Often, multinational companies shift to the Indian mode of working till late and on holidays when the foreigner CEO leaves it in the hands of his Indian counterpart. To borrow from Cyril Northcote Parkinson, why does the same work expand to fill the extended time? Why doesn’t the management take cognisance of the free-loaders at the subsidised dinner table, or the ones cooling their heels under the office AC beyond office hours?

While it is up to the government to bring policy changes, it also needs to change at the individual level. Our attitude to work personifies the ubiquitous ‘chalta hai’ attitude that extends to just about everything. We need to change that. Senior managements need to bring about that change, consciously.

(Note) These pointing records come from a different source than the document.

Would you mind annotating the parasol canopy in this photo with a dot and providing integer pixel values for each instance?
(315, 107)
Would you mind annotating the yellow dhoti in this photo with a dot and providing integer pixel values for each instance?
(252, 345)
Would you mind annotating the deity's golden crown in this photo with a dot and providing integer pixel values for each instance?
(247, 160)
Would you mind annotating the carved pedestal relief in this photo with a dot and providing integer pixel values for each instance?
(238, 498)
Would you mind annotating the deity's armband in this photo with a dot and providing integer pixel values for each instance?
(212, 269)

The number of holidays should, by all means, be rationalised. But there is also a need for all work to be defined properly, policies to be oriented toward making an employee accountable for work (not the number of hours spent in office), provision of flexi-hours to enable well qualified women sitting at home after childbirth while ensuring a minimum period of rest for the most disadvantaged sections of society, along with sustenance assurance.

The Goa government’s controversial decision trended as the topic of the weekend, all the more as it marked the unveiling of a statue of Mahatma Gandhi by Amitabh Bachchan, along with finance minister Arun Jaitley and British PM David Cameron, in London. Are we then celebrating the Mahatma all wrong? Instead of following his work ethic, we build him statues and rake up non-controversies.